Grady Management of Silver Spring announced that construction will start next month on a 283-unit apartment building in Hyattsville, marking the rebirth of an ambitious mixed-use plan to redevelop the 50-year-old Belcrest Plaza rental complex.
The mid-rise building — 3350 at Alterra — is a modest beginning, compared with the original $600 million proposal floated in 2008, which called for as many as 2,750 new apartments and townhouse-style condominiums, plus 278,000 square feet of office and retail space stacked together on 25 acres. The long-range plan promoted by lead developer Percontee of Silver Spring would include a pair of 17-story residential towers and a 33-story mixed-use commercial building designed to maximize the site’s location next to the Prince George's Plaza Metro station.
But the Prince George’s County Council, acting as the District Council, balked at the massive transformation of the original unit garden apartment complex, which comprised 566 affordable apartments in 27 three-story buildings. Instead, in 2010, the council approved a first phase that would allow Percontee to build only the 283-unit apartment building, a 356-unit apartment building and 57 townhouse condos.
Grady Management is to break ground on the first luxury apartment building on Sept. 14. It will include studio, one-, two- and three-bedroom apartments.
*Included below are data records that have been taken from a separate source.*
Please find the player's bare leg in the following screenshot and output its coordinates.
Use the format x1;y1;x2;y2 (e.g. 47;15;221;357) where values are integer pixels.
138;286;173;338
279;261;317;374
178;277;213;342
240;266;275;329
Among the amenities will be a garage parking, pool and fitness center.
“Breaking ground on our first building with its new identity brings an element of excitement to the revitalization of this part of Hyattsville,” Grady President Gary Campbell said in a news release. “We are pleased to play a part in the history of this emergent arts district and its community.”
Whether Percontee’s larger plans ever come to fruition remains an open question, as the Hyattsville market struggles to build on existing upscale projects. Grady’s groundbreaking is a rare bit of good news for the area, after a series of bankruptcy auctions and failure to win a major federal tenant at nearby University Town Center.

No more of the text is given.